Dire que les bibliothèques ne veulent pas payer est un mauvais procès. Avant la loi, on en parlait déjà et les pionniers ont pris les abonnements aux plateformes et services disponibles. Pendant la loi, ça continue, les recherches, les essais, parce que les dispositifs ont besoin d'être améliorés.
Et après la loi, quoiqu'il arrive, les bibliothèques seront présentes sur ce terrain.
On pourrait dire que lier le prix à la mission est un grossier amalgame. On pourait dire aussi que le livre numérique n'est pas qu'un prix et que parfois, souvent ou à égalité il est disponible dans des formats ouverts et libres parce que les droits d'auteur sont échus. Et ceux-là nous intéressent, dans cet ensemble de culture numérique ouverte. Et se tourner vers ce gisement sera peut-être (sans doute) un sacré échappatoire. Parce que l'Etat a failli sur ce dossier, parce que les 11 millions de lecteurs sauront tous pourquoi les bibliothèques ne proposeront pas de ces livres numériques homothétiques (et les autres?) si les conditions d'accès ne sont pas réunies. Parce que quelque part aujourd'hui, il y a besoin de comprendre comment se créent les champs numériques du savoir et d'y participer avec autre chose qu'un bon de commande administratif.

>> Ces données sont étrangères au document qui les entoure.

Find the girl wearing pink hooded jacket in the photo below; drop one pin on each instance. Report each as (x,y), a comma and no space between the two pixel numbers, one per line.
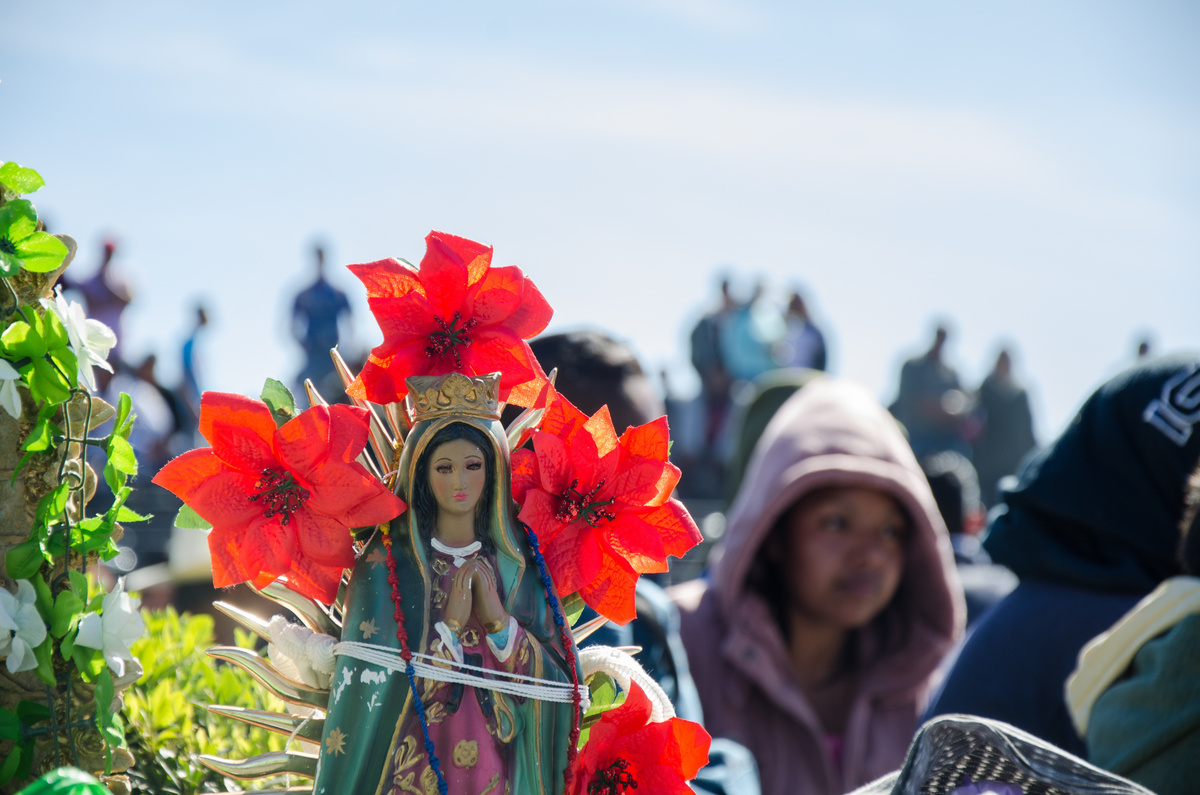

Finalement, la bonne leçon de Prisunic est peut-être celle-là : bibliothécaires, partez à la découverte des ressources numériques disponibles, créez-en de nouvelles, parlez-en avec les "gens", promouvez les littératures nouvelles, singulières (il y a des éditeurs qui sont prêts à le faire et qui le font).
Quand les territoires numériques commenceront à coïncider avec ces nouveaux territoires de vie, les offres "en l'air" seront bien moins attrayantes. Tant pis pour le marché. Tant mieux pour la culture.